Curating Incidents of Closing Civic Spaces in Nigeria
Since 2015, Spaces for Change has been curating incidents of closing civic space in Nigeria on the digital database: www.closingspaces.org, (the “database”). The database documents past and ongoing crackdowns on the civic space in a statistically-friendly manner and seems committed to continuously updating the database on a regularly basis. The importance of having such a repository in place at this time cannot be overstated. The existence of the database represents the first step in combating restrictions on the civic space, by demonstrating the manner, tactics, and extent the Nigerian government is limiting civic expressions and participation. Whilst the database documents as much as possible, incidents tracked from public sources, it does not claim to be exhaustive. However, the statistics provoke an imagination of what has not been captured and ostensibly, under-reported.
The database provides a tool in the hands of human rights defenders committed to tackling issues of contracting civic space as they are able to filter through the various rights violated, the perpetrators, the locality it occurred, the tactics applied in each case, increasing their ability to strategize effectively. From analyzing the database, CSOs are able to identify high risk areas and channel efforts and resources to areas of urgency in order to achieve optimal outcomes. The database is also an invaluable resource for international human rights watchdogs who rely on local resources for intelligence-gathering, and in assessing the country’s compliance with its international (human rights) obligations. These watchdogs put the country under pressure to observe and respect human rights, through rankings, which translate into economic outcomes for the country (such as in the rating of bonds, levying of economic sanctions and ability to attract foreign direct investment).
Unpacking the Platform
By its design, the job of analyzing the database has been made easy. Any attempt to undertake further analysis would be pretentious. This is a testimonial of the deep thought and planning invested in designing the database. What would be necessary at this point is to highlight the ramifications of the data contained in the database.
First, the facts. Every entry represents an incident that was independently tracked and verified. The database, as of July 29, 2020, reports 320 incidents in Nigeria and the West African subregion chronicled according to six distinct categories. Out of the 320 incidents, 252 incidents occurred in Nigeria alone. The categorizations took into consideration the rights overlap often resulting from a single incident which causes multiple violations. This means that the arithmetic addition of incidents that appear under each category will result in a total exceeding 320.
Before delving into the analysis of the 320 incidents, its needs emphasizing that it is not every violation of human rights qualify as a civic space issue. On account of this, the database focuses only on those rights that promote a free civil society. It also makes distinct categorizations between related incidents of shrinking the civic space that target particular groups. For instance, press freedom and freedom of speech, though related, are listed as separate and distinct categories. Although they both fall under the purview of freedom of expression guaranteed under Section 39 of the Nigerian Constitution, the distinction between “freedom of speech” and “press freedom” may have been drawn in order to distinguish attacks on journalists from that of non-journalists.

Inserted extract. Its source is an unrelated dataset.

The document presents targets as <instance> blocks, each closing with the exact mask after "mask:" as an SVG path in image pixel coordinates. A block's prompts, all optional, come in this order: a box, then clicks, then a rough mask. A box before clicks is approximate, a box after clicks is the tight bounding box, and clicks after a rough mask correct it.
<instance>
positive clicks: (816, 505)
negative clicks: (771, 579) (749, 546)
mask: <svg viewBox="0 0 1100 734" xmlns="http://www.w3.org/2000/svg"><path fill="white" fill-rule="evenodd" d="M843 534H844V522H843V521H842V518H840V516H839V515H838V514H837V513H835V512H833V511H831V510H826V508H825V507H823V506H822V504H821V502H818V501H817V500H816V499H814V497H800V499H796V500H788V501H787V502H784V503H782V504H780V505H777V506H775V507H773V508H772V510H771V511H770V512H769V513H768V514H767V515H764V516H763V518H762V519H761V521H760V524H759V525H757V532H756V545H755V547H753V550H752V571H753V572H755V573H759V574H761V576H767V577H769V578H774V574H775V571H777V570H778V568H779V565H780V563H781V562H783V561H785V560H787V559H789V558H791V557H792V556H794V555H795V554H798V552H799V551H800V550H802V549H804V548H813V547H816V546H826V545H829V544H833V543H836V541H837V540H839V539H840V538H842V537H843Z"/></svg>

Author’s visual of the categorization of civic space incidents on the database
The above chart shows that the Freedom of Expression—comprising press freedom and the freedom of speech—bears the highest share of repressive activities in the Nigerian civic environment. This finding underscores that free expression is the bedrock of democracy, and a necessary ingredient for enabling free civil society. Tellingly, the majority of the incidents reported under the freedom of speech category are linked to civic engagements on social media. That, again, is another pointer to the probable motive behind the persistent introduction of restrictive legislative proposals to control dissent or regulate free expression on social media.
Another notable observation is the high number of association rights violations recorded on the database, which provides an indicator of the Nigerian government’s attitude toward organized dissent. Protests against governments at all levels have been met with high-handedness by the police and other security agents. The proscription of the Indigenous People of Biafra and subsequently the Islamic Movement of Nigeria as terrorist organizations underscores the governments repulsion toward organized dissent and its propensity to abuse legal processes to achieve these aims. Even the internationally acclaimed Bring-Back-Our Girls movement advocating for the release of children kidnapped by the Boko Haram terrorist group has not been spared from attacks by the government.

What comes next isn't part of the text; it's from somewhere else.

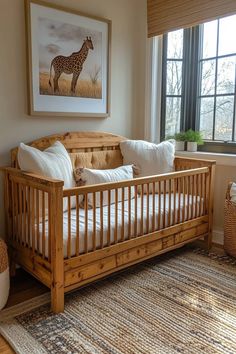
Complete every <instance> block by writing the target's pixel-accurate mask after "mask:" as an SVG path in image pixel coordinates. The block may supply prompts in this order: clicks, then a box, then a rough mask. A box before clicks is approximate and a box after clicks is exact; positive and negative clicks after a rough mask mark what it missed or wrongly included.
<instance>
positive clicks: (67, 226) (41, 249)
mask: <svg viewBox="0 0 236 354" xmlns="http://www.w3.org/2000/svg"><path fill="white" fill-rule="evenodd" d="M179 198H180V202H179ZM184 198H185V202H184ZM188 199H189V200H188ZM158 200H159V196H158V194H155V211H154V218H155V230H158V228H159V227H158V220H159V219H160V228H163V227H164V224H163V222H164V215H165V219H166V222H167V218H168V214H169V209H170V211H171V215H170V225H173V224H174V220H177V215H178V213H179V208H180V222H183V221H186V220H187V209H189V215H190V216H191V211H193V215H195V211H196V213H197V215H198V216H200V212H201V210H200V209H202V208H200V201H201V198H200V197H197V199H196V197H193V198H192V197H191V196H189V198H188V196H187V195H183V194H180V195H178V194H176V197H175V208H174V194H173V193H172V194H171V196H170V198H169V195H168V193H167V194H166V200H165V203H164V196H163V195H161V198H160V200H161V203H160V210H159V203H158ZM169 200H170V203H169ZM130 204H131V208H130V209H131V212H130V224H129V202H128V200H126V201H125V202H124V240H127V239H128V238H129V237H135V230H136V228H137V233H136V234H137V235H140V234H141V231H142V230H141V227H142V225H141V210H142V208H141V197H140V196H139V197H138V198H137V221H136V223H135V199H132V200H131V203H130ZM169 204H170V205H169ZM187 204H188V205H187ZM192 204H193V206H192ZM164 206H165V207H164ZM184 206H185V211H183V209H184ZM117 209H118V218H117V241H120V240H121V239H122V203H121V202H119V203H118V208H117ZM148 209H149V213H148V214H147V210H148ZM196 209H197V210H196ZM174 210H175V215H176V219H174ZM76 212H78V211H76V209H71V223H70V229H71V241H70V244H71V245H70V247H71V250H70V251H71V252H70V253H71V254H70V255H71V256H74V255H76V235H77V218H76ZM108 213H109V212H108V207H107V206H104V207H103V236H102V239H103V242H102V243H103V244H102V245H101V235H100V232H101V225H100V214H101V209H100V208H96V236H95V244H96V249H99V248H101V246H103V247H104V246H106V245H107V244H108V240H107V236H108ZM115 213H116V211H115V204H111V206H110V220H111V223H110V225H111V226H110V244H113V243H114V240H115ZM159 213H160V218H159ZM183 214H184V215H185V217H184V220H183ZM87 220H88V221H87V223H88V227H87V245H88V251H92V250H93V232H94V229H93V209H89V210H88V217H87ZM147 220H149V221H148V222H147ZM85 222H86V218H85V210H84V209H82V208H80V209H79V254H83V253H84V252H85ZM135 224H136V227H135ZM143 230H144V234H147V233H149V232H152V231H153V197H152V196H150V197H149V202H148V197H147V196H146V195H145V196H144V197H143ZM129 231H130V232H129ZM142 234H143V233H142ZM39 235H40V240H39V250H38V251H39V252H40V253H42V224H39ZM45 238H46V242H45V255H46V257H47V256H48V247H47V245H48V222H46V223H45ZM67 242H68V212H64V214H63V254H64V258H66V257H67V256H68V254H67V252H68V250H67Z"/></svg>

Further, the chart further represents how political differences have become a driver of closing civic space. As mentioned before, the ability to hold contrary political views is integral to a free civic space. While in certain circumstances, politicians in the opposition parties have engaged in acts which cross the red lines and should result in legal action, their counterparts in the ruling party remain unpunished or overlooked when they commit similar offences. Such selective administration of criminal justice has been perceived a tactic to stifle political dissent. For instance, the Nigerian government arraigned popular politician, social critic and member of the opposition political party, Dino Melaye, twelve times in one year for a number of clear and unclear offences. Just recently, a former managing director of the Niger-Delta Development Commission had her home raided, and harassed by state security operatives as a result of her efforts to bring to light, alleged fraudulent activities perpetrated by the Commission. Under the section—political restrictions—the database recorded 15 incidents perceived to be politically-motivated attacks and prosecutions.

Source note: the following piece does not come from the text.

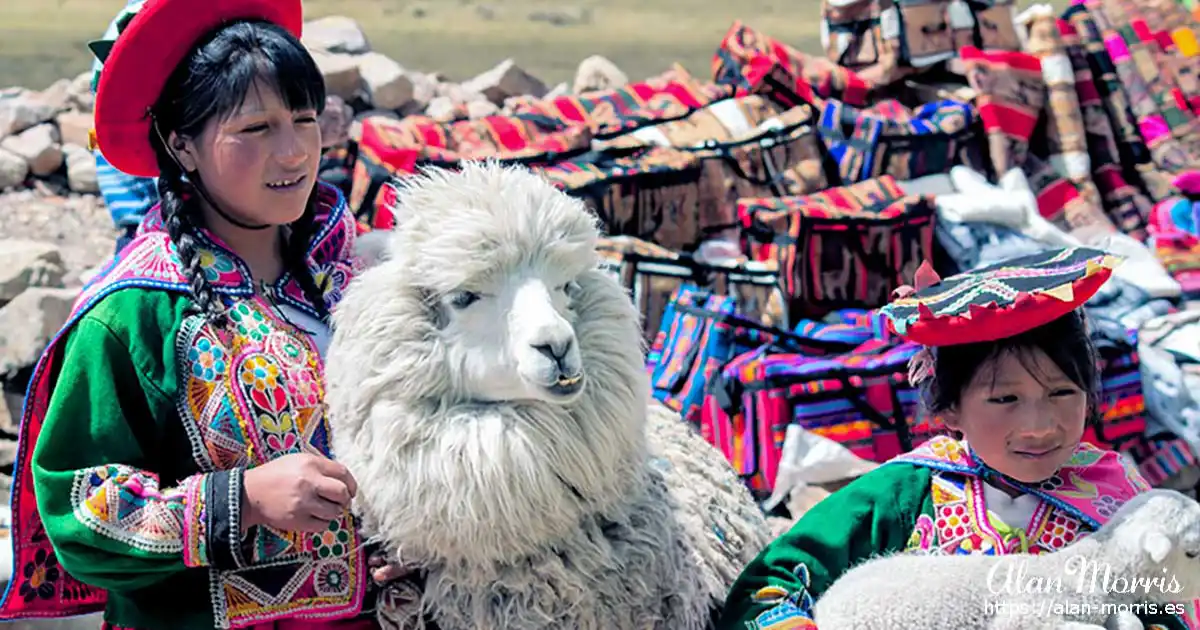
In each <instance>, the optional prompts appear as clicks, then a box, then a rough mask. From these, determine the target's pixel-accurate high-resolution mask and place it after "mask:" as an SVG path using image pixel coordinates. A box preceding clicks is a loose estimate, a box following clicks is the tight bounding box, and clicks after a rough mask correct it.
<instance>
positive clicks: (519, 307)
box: [440, 264, 586, 404]
mask: <svg viewBox="0 0 1200 630" xmlns="http://www.w3.org/2000/svg"><path fill="white" fill-rule="evenodd" d="M577 290H578V284H577V283H576V282H575V278H574V277H572V276H571V274H570V270H568V269H550V268H545V266H544V265H536V264H535V265H528V266H524V268H522V269H518V270H515V272H514V274H502V275H498V276H497V277H493V278H490V280H485V281H481V282H475V283H472V284H470V286H469V287H464V288H460V289H455V290H451V292H449V293H446V294H445V295H444V296H443V298H442V299H440V308H442V312H443V318H444V324H443V326H442V336H443V338H444V340H445V342H446V348H448V350H449V353H450V354H451V362H454V364H457V365H460V366H462V374H463V380H462V386H463V388H464V390H466V391H464V394H466V395H467V396H468V397H469V398H473V400H476V401H482V402H512V401H542V402H548V403H557V404H562V403H569V402H574V401H575V400H576V398H578V397H580V395H581V394H582V392H583V388H584V386H586V379H584V370H583V360H582V355H581V353H580V344H578V341H577V338H576V336H575V328H574V324H575V313H574V312H572V311H571V299H572V295H576V294H577Z"/></svg>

Anti-money laundering and countering financing of terrorism (AML/CFT) regimes also form part of the popular tactics often used to stifle political dissent, harass journalists, and impose restriction on the activities by nongovernmental organizations (NGOs). A case in point is the forced closure of the international humanitarian group, Action Against Hunger’s main offices in Borno and Yobe States, northeastern Nigeria on September 18, 2019, following an accusation of “aiding and abetting” Boko Haram, a terrorist organization. 6 other incidents are reported on the database.
In addition to the overbroad application of AML/CFT laws, closing civic spaces in Nigeria are reflected in the degrading and inhuman treatment security forces have meted out on social critics, journalists, religious and ethnic leaders, including NGO workers. The 55 incidents reported under the Right to Dignity category encompass the indiscriminate arrest and unlawful detention of actors in the civic space with about 20 cases resulting in the loss of personal liberty. The database also reports incidents of loss of life and property resulting from government clampdown on civic freedoms which invariably results in the reluctance of many Nigerians to freely express themselves or join peaceful protests for fear of losing their lives (33 reported incidents) or their properties (2 reported incidents).
In terms of location, the highest number of incidents were recorded in the North Central geopolitical region with 85 incidents. Most of these incidents took place in the Federal Capital Territory, Abuja, which is understandable given that it is Nigeria’s seat of political power. The region with the second highest number of incidents is the South-West with 66 recorded incidents, majority of which occurred in Lagos State alone.
The numbers for the South-South and South East regions are 44 and 37 respectively with North West and North East recording the least numbers at 26 and 7 respectively. Low number of incidents should not be construed as a better human rights record. It could instead reflect a low level of civic engagements in the region or low reportage of incidents. The database also categorizes incidents along gender lines by identifying incidents affecting men and women, with 147 incidents attributed to males and 37 attributed to females. If there are any positives to be taken from reported incidents involving females, it is the fact that women are equally at the forefront of civic engagements in Nigeria.
Beyond the Database
The database demonstrates, at a glance, why the fight to keep the civic spaces open must not relent. It also offers a tool of engagement and not merely for the sake of keeping statistics. This is why the interest of non-Nigerians in the database is a welcome development. At the time of writing, about 30% of the visitors to the database emanate from outside Nigeria. This notion of human rights beyond borders is actively manifested by the reportage to civic space crackdowns in other West African countries. It is expected that the database would grow into a truly pan-African resource for human rights defenders.